Short Answer Questions

1. According to Agamemnon, what was the cause of Troy's being "ground into dust?"

2. What city does Clytemnestra describe as being ruined, burned, and full of mourning for the dead?

3. In the first part of the first play, what does the chorus say of Agamemnon's fate?

4. According to the herald and the chorus, what has happened to Agamemnon's brother?

5. What, according to the herald, is worth the suffering of the soldiers?

Short Essay Questions

1. Why does Clytemnestra lose patience with Cassandra in the fourth part of "The Agamemnon"?

2. For what is the herald giving thanks during his entrance?

3. What are the disputes amongst the chorus when they hear Agamemnon screaming from inside the palace?

4. According to the chorus, how must Electra pray?

5. What happened to Menelaus, according to the herald?

6. What feelings does the Watchman have while on the roof in the beginning of the play?

7. What is Clytemnestra's vision for the future after the death of Agamemnon?

8. What visions does Cassandra see when she looks at the palace?

9. Why is Orestes praying to Hermes and Zeus at beginning of "The Libation Bearers"?

10. What is the continuing theme among the chorus as to what happened to Troy and why?

Essay Topics

Write an essay for ONE of the following topics:

Essay Topic 1

What are the roles of justice and revenge in "The Oresteia"? What are the differences between the two?
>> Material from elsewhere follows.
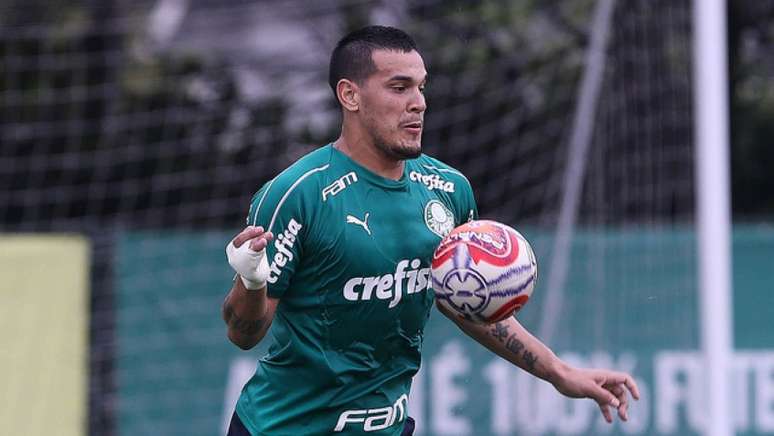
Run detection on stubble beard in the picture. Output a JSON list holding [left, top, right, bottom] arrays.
[[372, 131, 422, 161]]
What characters seek justice and what characters seek revenge? How does this reflect upon the play cycle as a whole? Cite specific examples from the text to support your arguments.

Essay Topic 2

Consider the god Apollo. On one hand, he is Orestes' savior, offering his support and guidance of the young man at every turn. On the other hand, Apollo has ruined Cassandra's life, cursing her and allowing Troy to be defeated. Explore the conflicting roles of Apollo and how he has affected the events of "The Oresteia". Cite specific examples from the text.

Essay Topic 3

When the Greek tragedies were first written, the stories and characters were well known to the audiences, which is why "The Oresteia" has a fairly complicated web of plot lines, history, and characters. Luckily, for modern audiences who may not be as familiar with these stories, though, characters, especially the chorus, offer insight and back stories in what is about to take place. Discuss the use of exposition in "The Oresteia". Does it add to or subtract from the content of the play? Is it strictly necessary to be familiar already with these stories? Why? Cite specific examples from the text to support your claims.